Alhurra Interviews Supreme Court Justice Stephen G. Breyer
On Jan. 8, Alhurra’s Inside Washington aired a rare in-depth interview with Supreme Court Justice Stephen G. Breyer. Taped at the Inside Washington’s studio, Justice Breyer discussed democracy, the U.S. Constitution and the role of the Supreme Court within the American branches of government. Hosted by Robert Satloff, Inside Washington is a weekly program that gives viewers an in-depth look at the political process in Washington. The interview is the second interview with a sitting Supreme Court Justice, Antonin Scalia was interviewed on Inside Washington in 2006. The following are excerpts of Justice Breyer’s interview
Breyer on the U.S. government
[The U.S. has] a democracy that protects basic human liberty. It assures a degree of equality that divides power between states and federal government, between three branches– executive, legislative, judicial. It divides that power so no people in government get too much power. And it insists on a rule of law.
Breyer on the power of Supreme Court relative to other branches of government
This document, as I’ve just described it, sets boundaries. It sets guidelines. It sets outer limits. I mean, it describes what the democracy, what the human rights, what the equality, what the rule of law is. But we are like the frontier guard. We are like the boundary patrol. Life in the frontier is sometimes very uncomfortable. There’s some difficult cases. Is Guantanamo inside or outside? What does the Constitution say about how to protect the people in Guantanamo, whether they can be there or not, what rights they have? What does it say about abortion? Inside or outside? What does it say about prayer in schools? Inside or outside? Difficult questions, but they’re boundary questions. And between those boundaries, there is a vast room for the people through the democratic process to decide by vote what kind of country they want. So I agree that we are paramount in defining the boundaries, almost all the time. But in saying what lies between those boundaries, that’s the democratic process.

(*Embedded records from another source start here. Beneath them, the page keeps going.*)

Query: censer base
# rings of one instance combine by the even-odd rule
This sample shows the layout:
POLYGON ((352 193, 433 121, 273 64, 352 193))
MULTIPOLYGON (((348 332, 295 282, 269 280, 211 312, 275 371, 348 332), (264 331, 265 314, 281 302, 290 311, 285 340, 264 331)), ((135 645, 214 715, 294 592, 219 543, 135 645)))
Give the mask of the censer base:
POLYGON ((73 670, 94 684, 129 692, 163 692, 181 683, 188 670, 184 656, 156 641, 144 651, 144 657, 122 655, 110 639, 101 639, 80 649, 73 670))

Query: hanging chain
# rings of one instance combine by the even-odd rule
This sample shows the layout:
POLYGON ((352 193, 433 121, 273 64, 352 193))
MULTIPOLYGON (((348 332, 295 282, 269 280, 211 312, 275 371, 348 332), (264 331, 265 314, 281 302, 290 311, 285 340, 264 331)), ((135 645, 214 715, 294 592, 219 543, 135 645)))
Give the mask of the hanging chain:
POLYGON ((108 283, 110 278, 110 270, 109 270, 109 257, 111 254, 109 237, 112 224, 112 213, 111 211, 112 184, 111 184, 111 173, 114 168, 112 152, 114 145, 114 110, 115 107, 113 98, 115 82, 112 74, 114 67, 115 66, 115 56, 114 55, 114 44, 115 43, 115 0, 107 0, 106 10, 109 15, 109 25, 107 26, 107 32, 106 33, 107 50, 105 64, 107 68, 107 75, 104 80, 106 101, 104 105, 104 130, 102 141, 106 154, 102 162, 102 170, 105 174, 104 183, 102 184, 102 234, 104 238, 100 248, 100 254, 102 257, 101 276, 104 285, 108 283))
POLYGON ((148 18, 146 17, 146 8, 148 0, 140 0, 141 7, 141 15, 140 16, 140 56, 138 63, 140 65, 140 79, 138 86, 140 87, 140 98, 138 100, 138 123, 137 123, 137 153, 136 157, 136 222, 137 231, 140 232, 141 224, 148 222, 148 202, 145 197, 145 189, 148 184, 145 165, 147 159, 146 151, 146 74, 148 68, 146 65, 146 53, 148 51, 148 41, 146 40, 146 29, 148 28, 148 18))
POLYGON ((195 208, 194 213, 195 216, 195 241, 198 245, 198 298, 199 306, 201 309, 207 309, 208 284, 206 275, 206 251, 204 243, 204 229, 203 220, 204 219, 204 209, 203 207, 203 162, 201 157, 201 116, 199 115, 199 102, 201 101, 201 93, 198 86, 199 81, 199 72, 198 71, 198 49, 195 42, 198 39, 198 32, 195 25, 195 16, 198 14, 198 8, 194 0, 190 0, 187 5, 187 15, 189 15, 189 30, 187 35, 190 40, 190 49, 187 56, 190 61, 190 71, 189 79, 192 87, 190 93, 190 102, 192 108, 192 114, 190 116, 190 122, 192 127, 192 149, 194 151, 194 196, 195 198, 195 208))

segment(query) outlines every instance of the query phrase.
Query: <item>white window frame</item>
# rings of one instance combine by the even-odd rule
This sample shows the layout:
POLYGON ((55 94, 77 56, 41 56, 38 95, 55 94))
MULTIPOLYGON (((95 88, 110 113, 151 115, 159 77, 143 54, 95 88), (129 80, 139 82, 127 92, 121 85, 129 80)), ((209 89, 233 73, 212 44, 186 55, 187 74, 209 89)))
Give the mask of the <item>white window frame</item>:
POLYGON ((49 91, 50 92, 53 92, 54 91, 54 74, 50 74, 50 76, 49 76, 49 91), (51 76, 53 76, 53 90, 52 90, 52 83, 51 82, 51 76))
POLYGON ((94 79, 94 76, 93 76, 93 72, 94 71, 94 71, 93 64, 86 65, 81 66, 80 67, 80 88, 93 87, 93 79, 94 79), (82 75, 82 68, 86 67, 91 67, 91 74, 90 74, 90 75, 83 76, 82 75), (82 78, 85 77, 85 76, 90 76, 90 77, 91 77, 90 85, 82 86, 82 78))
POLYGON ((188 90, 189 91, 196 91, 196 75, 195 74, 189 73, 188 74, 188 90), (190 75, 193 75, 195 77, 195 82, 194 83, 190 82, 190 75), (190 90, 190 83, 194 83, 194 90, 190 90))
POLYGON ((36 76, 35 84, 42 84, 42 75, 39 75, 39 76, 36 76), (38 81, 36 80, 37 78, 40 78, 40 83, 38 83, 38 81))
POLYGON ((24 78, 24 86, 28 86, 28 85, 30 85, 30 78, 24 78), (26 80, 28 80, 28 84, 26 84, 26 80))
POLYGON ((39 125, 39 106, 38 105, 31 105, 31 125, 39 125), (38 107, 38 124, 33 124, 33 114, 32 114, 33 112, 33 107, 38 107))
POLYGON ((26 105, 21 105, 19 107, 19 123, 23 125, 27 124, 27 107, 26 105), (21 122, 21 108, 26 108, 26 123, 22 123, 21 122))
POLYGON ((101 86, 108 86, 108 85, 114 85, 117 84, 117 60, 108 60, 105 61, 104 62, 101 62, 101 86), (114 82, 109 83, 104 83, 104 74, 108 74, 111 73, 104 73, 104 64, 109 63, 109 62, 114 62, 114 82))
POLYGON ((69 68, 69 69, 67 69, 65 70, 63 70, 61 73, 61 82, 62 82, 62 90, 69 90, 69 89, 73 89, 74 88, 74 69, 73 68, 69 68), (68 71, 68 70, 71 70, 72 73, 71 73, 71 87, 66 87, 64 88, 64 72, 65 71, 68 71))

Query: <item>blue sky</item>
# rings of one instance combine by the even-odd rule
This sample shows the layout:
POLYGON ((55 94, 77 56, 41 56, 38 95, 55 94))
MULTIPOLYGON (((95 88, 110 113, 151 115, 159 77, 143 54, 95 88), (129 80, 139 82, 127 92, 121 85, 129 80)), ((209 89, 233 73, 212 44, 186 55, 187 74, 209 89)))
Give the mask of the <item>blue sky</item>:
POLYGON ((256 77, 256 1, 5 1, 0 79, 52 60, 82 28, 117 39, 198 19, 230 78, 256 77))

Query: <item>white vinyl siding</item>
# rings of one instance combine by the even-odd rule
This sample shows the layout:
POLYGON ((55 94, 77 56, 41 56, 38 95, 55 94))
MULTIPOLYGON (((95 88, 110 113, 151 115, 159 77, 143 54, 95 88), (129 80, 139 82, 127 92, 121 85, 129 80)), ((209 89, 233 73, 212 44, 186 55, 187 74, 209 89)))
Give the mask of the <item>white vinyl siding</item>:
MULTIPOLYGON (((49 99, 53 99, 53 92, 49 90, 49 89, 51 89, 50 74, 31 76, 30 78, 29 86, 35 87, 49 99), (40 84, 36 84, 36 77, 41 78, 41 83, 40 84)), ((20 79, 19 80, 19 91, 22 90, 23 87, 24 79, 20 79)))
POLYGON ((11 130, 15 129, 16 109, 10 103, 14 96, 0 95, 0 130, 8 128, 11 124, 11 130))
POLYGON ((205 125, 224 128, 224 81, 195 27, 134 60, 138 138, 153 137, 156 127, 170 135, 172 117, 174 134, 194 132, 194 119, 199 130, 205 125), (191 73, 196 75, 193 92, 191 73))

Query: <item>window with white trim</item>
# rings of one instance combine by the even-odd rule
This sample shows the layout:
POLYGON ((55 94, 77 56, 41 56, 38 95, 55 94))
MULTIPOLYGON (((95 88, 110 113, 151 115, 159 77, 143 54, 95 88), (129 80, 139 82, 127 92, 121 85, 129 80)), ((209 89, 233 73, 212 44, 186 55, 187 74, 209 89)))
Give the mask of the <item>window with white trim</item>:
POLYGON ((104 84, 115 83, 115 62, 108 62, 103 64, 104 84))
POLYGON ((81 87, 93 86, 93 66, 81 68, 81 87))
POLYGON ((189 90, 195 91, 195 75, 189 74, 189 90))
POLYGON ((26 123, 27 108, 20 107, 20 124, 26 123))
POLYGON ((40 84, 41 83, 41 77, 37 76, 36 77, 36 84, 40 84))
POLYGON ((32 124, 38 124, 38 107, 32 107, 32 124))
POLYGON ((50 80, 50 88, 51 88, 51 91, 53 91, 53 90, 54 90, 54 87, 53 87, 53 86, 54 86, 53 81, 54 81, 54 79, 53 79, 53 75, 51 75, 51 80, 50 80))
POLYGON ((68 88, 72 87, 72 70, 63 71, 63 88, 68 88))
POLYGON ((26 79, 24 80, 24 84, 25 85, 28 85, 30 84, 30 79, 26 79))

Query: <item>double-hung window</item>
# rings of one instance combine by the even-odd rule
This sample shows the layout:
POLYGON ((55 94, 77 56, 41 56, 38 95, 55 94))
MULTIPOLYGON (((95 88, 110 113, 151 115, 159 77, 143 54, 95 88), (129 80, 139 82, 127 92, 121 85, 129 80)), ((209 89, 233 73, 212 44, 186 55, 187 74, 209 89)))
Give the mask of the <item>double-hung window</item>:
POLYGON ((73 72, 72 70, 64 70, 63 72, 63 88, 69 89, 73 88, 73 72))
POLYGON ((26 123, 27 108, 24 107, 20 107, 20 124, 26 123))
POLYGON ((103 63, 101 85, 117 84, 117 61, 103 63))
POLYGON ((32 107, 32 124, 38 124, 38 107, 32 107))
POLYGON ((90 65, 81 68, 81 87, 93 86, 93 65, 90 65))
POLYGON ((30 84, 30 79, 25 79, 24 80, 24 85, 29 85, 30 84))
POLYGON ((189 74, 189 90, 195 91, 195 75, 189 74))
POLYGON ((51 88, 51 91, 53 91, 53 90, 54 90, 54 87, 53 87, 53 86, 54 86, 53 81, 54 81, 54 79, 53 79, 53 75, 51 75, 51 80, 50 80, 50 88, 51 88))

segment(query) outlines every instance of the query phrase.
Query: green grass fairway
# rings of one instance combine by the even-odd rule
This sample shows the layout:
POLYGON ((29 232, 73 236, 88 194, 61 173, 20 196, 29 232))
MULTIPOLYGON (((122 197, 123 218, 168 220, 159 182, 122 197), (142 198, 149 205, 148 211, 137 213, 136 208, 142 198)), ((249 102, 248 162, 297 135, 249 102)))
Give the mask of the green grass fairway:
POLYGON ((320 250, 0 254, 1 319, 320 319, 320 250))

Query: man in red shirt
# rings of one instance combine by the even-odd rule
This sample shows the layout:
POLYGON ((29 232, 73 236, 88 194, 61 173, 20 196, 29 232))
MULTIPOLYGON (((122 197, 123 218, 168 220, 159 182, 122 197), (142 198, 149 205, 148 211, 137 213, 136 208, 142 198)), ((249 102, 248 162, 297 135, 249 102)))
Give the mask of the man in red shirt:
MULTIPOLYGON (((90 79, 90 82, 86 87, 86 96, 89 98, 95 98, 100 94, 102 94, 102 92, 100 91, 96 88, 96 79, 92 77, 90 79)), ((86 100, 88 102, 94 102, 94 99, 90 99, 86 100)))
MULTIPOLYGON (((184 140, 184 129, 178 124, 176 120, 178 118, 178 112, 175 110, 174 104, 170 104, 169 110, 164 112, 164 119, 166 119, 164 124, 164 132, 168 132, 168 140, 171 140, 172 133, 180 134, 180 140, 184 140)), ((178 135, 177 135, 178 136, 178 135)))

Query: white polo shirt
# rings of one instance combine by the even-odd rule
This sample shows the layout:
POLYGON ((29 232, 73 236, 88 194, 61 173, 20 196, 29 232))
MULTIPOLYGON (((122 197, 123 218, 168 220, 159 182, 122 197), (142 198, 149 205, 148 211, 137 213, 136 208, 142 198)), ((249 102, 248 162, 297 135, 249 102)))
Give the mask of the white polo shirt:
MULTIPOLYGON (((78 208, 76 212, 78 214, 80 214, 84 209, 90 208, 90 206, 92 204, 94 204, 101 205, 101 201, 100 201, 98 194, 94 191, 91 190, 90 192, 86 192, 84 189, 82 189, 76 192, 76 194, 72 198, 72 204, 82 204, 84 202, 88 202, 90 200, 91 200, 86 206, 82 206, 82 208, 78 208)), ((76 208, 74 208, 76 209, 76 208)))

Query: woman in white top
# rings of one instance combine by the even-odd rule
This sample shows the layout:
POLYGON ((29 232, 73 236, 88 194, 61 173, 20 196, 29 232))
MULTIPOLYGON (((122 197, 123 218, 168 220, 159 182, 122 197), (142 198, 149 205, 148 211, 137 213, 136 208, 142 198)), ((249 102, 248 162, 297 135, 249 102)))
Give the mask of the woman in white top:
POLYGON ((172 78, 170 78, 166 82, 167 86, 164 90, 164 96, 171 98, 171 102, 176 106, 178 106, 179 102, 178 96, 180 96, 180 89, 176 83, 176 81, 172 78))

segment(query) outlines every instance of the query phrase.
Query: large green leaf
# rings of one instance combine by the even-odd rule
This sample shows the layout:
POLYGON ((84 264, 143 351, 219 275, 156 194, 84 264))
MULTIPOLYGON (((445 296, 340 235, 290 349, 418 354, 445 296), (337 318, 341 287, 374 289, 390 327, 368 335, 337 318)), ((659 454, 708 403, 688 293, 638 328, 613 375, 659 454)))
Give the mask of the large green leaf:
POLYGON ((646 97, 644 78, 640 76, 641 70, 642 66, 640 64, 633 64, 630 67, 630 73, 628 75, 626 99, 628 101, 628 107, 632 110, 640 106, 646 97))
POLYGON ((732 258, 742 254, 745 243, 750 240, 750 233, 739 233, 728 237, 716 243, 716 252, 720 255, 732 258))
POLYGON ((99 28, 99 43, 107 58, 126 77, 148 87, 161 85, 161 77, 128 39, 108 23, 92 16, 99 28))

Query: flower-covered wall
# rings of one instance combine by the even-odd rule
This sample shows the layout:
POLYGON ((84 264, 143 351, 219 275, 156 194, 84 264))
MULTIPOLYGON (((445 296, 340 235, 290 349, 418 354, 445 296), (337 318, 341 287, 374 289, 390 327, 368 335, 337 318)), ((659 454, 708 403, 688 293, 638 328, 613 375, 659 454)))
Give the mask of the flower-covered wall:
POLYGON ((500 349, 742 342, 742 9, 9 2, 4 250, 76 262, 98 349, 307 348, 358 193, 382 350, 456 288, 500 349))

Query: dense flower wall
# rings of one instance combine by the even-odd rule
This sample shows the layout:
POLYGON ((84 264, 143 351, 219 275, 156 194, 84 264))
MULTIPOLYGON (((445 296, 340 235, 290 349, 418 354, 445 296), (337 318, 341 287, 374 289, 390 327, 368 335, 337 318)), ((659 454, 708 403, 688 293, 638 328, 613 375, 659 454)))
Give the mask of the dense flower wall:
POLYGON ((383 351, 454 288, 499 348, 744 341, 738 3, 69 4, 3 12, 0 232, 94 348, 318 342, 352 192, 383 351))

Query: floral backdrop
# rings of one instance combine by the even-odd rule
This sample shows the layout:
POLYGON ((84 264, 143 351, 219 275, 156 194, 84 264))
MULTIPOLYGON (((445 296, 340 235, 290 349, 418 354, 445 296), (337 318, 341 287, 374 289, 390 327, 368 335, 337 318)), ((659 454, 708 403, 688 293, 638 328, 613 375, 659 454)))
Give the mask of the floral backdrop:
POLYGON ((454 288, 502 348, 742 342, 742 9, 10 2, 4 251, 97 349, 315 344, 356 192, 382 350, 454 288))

Breyer on the enduring characteristics of the Constitution
It protects the freedom of speech. That’s freedom of expression. It protects individual liberty by saying no person shall be deprived of life, liberty or property without due process of law. There are many protections, and those protections, each of them, have a basic value that they encapsulate. Now, the difficult task for a modern judge is to take those basic values– democracy, liberty, the freedom of speech– which do not change and apply them to a world that changes every minute. The framers who wrote those words, “the freedom of speech,” did not know about the Internet. The framers who wrote that the federal government can regulate interstate commerce did not know about trains and airplanes and how those words and the values that do not change apply to a world that does change. That is the difficult judicial task.